# Data Preprocessing

## Loading and Normalizing CSV Data

### Relevant Imports

In [1]:
import geopandas as gpd
import pandas as pd

### VIIRS Data

#### Normalisation Method

We'll use Min-Max Normalisation for our datasets.
$$v' = \frac{v - min_A}{max_A - min_A}$$

#### Japan

##### Light Intensity Normalization

In [2]:
# Filepath for the combined CSV
input_csv = "datasets/inputs/Japan_light_intensity.csv"
output_normalized_csv = "datasets/inputs/Japan_light_intensity_normalized.csv"

# Load the extracted data
data = pd.read_csv(input_csv)

# Normalize the light intensity per year
data['normalized_light_intensity'] = data.groupby('year')['light_intensity'].transform(
    lambda x: (x - x.min()) / (x.max() - x.min())
)

# Save the normalized data
data.to_csv(output_normalized_csv, index=False)
print(f"Normalized VIIRS data saved to {output_normalized_csv}")

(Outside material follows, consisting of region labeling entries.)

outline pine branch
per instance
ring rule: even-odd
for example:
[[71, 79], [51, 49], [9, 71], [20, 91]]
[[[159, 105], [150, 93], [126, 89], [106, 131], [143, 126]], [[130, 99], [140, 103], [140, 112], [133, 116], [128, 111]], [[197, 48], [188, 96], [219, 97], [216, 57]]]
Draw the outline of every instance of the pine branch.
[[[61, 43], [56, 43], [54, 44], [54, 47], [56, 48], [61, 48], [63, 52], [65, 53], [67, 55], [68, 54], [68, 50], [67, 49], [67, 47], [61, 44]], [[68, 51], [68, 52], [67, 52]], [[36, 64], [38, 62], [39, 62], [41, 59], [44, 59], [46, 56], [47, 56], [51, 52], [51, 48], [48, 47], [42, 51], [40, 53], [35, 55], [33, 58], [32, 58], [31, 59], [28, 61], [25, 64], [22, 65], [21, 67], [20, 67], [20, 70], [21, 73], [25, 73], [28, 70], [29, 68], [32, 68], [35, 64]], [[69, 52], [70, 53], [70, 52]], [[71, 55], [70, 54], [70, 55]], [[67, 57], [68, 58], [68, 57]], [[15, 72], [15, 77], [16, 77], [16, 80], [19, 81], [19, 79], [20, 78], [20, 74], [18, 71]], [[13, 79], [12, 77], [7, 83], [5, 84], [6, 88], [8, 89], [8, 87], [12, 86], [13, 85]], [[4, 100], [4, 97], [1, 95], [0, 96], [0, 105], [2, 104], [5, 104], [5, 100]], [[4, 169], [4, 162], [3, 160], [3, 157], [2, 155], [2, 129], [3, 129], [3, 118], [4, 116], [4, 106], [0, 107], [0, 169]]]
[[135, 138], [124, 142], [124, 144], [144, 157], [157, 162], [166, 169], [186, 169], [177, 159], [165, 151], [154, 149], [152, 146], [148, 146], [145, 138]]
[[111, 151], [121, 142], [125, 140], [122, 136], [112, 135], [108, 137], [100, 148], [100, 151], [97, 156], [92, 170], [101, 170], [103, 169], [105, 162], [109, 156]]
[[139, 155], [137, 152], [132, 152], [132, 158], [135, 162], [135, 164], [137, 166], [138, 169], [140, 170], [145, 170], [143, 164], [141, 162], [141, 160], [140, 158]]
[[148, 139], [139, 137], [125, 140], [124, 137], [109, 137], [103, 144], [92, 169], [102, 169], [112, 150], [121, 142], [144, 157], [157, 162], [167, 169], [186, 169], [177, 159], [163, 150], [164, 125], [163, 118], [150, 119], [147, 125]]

Normalized VIIRS data saved to datasets/inputs/Japan_light_intensity_normalized.csv


##### High-Radiance Zones Extraction

In [3]:
# Filepath for the normalized data
normalized_csv = "datasets/inputs/Japan_light_intensity_normalized.csv"
urban_output_csv = "datasets/processed/Japan_urban_light_intensity.csv"

# Load the normalized data
normalized_data = pd.read_csv(normalized_csv)

# Define the threshold for high-radiance zones
threshold = 0.3

# Extract high-radiance zones
urban_data = normalized_data[normalized_data['normalized_light_intensity'] >= threshold]

# Save the urban areas data
urban_data.to_csv(urban_output_csv, index=False)
print(f"Urban areas data saved to {urban_output_csv}")

Urban areas data saved to datasets/processed/Japan_urban_light_intensity.csv


In [4]:
urban_data.head()

Unnamed: 0,longitude,latitude,light_intensity,year,normalized_light_intensity
8986527,141.504169,40.5375,406.0378,2020,0.375151
8993981,141.504169,40.533333,546.2102,2020,0.504183
8993982,141.508336,40.533333,451.47418,2020,0.416976
17647643,139.704169,35.695833,394.33347,2020,0.364376
17655097,139.704169,35.691666,328.94742,2020,0.304187


In [5]:
urban_data.describe()

Unnamed: 0,longitude,latitude,light_intensity,year,normalized_light_intensity
count,42.0,42.0,42.0,42.0,42.0
mean,138.304268,36.696428,371.166956,2020.714286,0.446923
std,2.721284,2.826703,189.212827,0.45723,0.174259
min,132.537503,34.220833,213.3966,2020.0,0.300467
25%,135.505211,34.7,252.405615,2020.0,0.337757
50%,139.700003,35.660416,296.895095,2021.0,0.378179
75%,140.940628,39.333333,403.111717,2021.0,0.503279
max,141.508336,43.054166,1084.8313,2021.0,1.0


#### Philippines

##### Light Intensity Normalization

In [6]:
# Filepath for the combined CSV
input_csv = "datasets/inputs/Philippines_light_intensity.csv"
output_normalized_csv = "datasets/inputs/Philippines_light_intensity_normalized.csv"

# Load the extracted data
data = pd.read_csv(input_csv)

# Normalize the light intensity per year
data['normalized_light_intensity'] = data.groupby('year')['light_intensity'].transform(
    lambda x: (x - x.min()) / (x.max() - x.min())
)

# Save the normalized data
data.to_csv(output_normalized_csv, index=False)
print(f"Normalized VIIRS data saved to {output_normalized_csv}")

Normalized VIIRS data saved to datasets/inputs/Philippines_light_intensity_normalized.csv


##### High-Radiance Zones Extraction

In [7]:
# Filepath for the normalized data
normalized_csv = "datasets/inputs/Philippines_light_intensity_normalized.csv"
urban_output_csv = "datasets/processed/Philippines_urban_light_intensity.csv"

# Load the normalized data
normalized_data = pd.read_csv(normalized_csv)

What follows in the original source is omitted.